On a cold December 13th, I got up at the crotch of dawn, drove 45 minutes due east through the moutainous Ohio countryside to get to the barnyard of Willie Gingrich who lives on Tabor Ridge Road. My friend Matt Starline promised to meet me here and show me how to make organic sorghum syrup with the Amish. As I stepped out of the car, I was not only assaulted by a baseball bat of cold air but the sight of Willie butchering a 500 pound hog that was hanging from a tree in his front yard.

“That’s a nice pig.” I said.

“He was a nuisance in the barnyard. That’s why he’s hangin’ from my tree…upside down…and slit open.” Willie said as he cut three inch wide strips of skin off with a box cutter ensuring that none of the fat got pulled off with the skin.

 I made a mental note to avoid  nuisance-like behavior around Willie.

 Just then Matt appeared from a weathered shed that for all purposes looked like it was on fire.
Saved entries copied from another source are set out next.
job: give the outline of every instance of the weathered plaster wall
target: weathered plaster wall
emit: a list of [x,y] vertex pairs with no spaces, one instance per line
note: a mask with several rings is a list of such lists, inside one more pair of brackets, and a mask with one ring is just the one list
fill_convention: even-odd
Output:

Matt had brought the sorghum cane that he had cut from his river-bottom field and it sat stacked high on a trailer. He himself looked like a Siberian hunter out here in the cold and I looked down thankful I had beat-up jeans and crappy shoes on. This day making sorghum syrup looked like it was gonna get messy.

       

The organic sorghum cane that Matt brought all the way up State Route 550 and the juice from can which tasted like green candy.

Sorghum is native to Ethiopia and is thought to be cultivated between 3000 and 4000 B.C. Some say that the seeds were brought to the new world by slaves. There are two types of sourghum; the grain sorghum (Sorghum Bicolor) and the (Saccharatum) which is used for the sap that is abundant in the thick stems. Sorhum is considered to be one of the four most important grains in the world and is higher in protein and lower in fat than corn and easier to grow than corn. It is used extensively in Africa, India, China and the Near East. (No, that’s not Pittsburg.) Sorghum is not used that much anymore in the U.S.

      Matt with the lighter syrup on the left from the initial cooking and the darker version on the right after hours of cooking.

I am intent on making a pizza out of both types of sorghum, but first I want to know how Matt Starline makes his syrup. here is a great video of how the stuff is made. Like Matt said, “No one does this stuff anymore.” The government doesn’t even want these guys to label it ‘Molassas,’ because of rules; (i.e. corporate lobbiests) and regulations, (i.e. those made by our politicians after they were bought off by these corporations.) Can’t a guy just grow some cane, juice it, cook it and jar it without a hassle anymore?